Las sirvientas ya le habían puesto a Cecilia una bata de noche amplia, más parecida a un camisón. Con los dientes apretados, la joven se quejaba y fruncía el rostro de dolor. En ese momento, irrumpieron los guardias. Los hombres bajaron la mirada al suelo, sin atreverse a mirar a la duquesa ni de reojo. Cecilia, ajena a su estado y a la poca decencia de su atuendo, señaló a Evelina con un dedo tembloroso:
—¡Arréstenla! ¡Miren lo que me ha hecho! —exclamó al tiempo que arremangaba la bata y mostraba los brazos enrojecidos, cubiertos de ampollas.
—Avisaré al rey y llamaré al sanador —dijo con voz temblorosa uno de los soldados, y salió apresurado de la estancia. El otro examinó con atención la bañera.
—Alguien vertió aconilitina. Esta sustancia se extrae del acónito. En el agua permanece incolora, pero al contacto con la piel viva toma un tono lila y la corroe. Ha tenido suerte, duquesa. El daño podría haber sido fatal.
—¿Y eso lo llama suerte? ¡Ahora no podré salir en público jamás! ¡Tendré que esconderme para siempre por culpa de ella! —Cecilia volvió a apuntar a Evelina con odio. La joven sintió sobre sí las miradas acusadoras, y no lo soportó:
—¡Ni siquiera sabía que existía esa sustancia! En lugar de culparme, deberían centrarse en buscar al verdadero culpable.

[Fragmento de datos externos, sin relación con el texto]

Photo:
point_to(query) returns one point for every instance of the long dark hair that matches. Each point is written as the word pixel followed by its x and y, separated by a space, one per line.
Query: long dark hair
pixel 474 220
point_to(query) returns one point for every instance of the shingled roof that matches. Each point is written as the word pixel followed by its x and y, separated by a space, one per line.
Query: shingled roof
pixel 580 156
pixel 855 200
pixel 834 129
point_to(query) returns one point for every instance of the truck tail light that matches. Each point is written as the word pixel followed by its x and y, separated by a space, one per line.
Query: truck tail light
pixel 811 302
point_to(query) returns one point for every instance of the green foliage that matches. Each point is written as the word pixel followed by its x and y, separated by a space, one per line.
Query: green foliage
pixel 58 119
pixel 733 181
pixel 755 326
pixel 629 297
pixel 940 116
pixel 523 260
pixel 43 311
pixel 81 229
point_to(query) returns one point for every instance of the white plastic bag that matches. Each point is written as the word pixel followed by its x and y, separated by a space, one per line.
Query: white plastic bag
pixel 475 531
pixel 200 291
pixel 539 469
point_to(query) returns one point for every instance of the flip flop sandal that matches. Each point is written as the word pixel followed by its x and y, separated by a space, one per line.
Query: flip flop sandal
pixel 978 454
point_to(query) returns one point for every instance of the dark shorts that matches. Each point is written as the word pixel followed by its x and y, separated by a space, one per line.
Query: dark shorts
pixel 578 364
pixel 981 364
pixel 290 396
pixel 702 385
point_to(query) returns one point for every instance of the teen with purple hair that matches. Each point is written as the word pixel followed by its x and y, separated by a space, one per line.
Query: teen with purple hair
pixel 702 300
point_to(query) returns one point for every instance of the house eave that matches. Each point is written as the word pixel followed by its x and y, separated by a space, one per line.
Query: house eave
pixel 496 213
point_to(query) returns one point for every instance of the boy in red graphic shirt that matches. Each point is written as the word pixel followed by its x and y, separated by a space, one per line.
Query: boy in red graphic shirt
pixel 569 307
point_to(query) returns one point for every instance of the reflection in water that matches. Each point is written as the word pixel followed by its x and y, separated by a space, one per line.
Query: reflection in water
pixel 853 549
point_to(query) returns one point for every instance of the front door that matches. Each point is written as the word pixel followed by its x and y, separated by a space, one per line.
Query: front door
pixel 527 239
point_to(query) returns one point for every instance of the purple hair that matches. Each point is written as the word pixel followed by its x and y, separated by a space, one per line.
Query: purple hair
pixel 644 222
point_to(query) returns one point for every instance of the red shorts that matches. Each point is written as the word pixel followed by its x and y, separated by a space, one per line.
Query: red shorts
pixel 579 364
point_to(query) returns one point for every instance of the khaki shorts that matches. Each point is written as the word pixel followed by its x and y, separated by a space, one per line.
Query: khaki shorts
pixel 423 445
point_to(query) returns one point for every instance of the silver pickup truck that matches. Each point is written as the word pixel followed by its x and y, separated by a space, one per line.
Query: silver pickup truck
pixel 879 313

Unos pasos apresurados captaron la atención de todos. Anvar entró en la sala. Observó brevemente el rostro de Evelina, pero fijó su mirada en Cecilia, quien bajó la cabeza con gesto doliente.
—¡Su Majestad! ¡Mire lo que esta víbora me ha hecho! —sollozó la duquesa, y enseguida se cubrió el rostro con las manos quemadas—. Aunque mejor no mire... ya no soy digna de sus ojos.
El rostro de Anvar se endureció. Miró a la duquesa con cierta compasión, pero luego desvió bruscamente la mirada hacia Evelina.
—¿Alguien puede explicarme qué ocurrió aquí? ¿Qué le pasó a Cecilia?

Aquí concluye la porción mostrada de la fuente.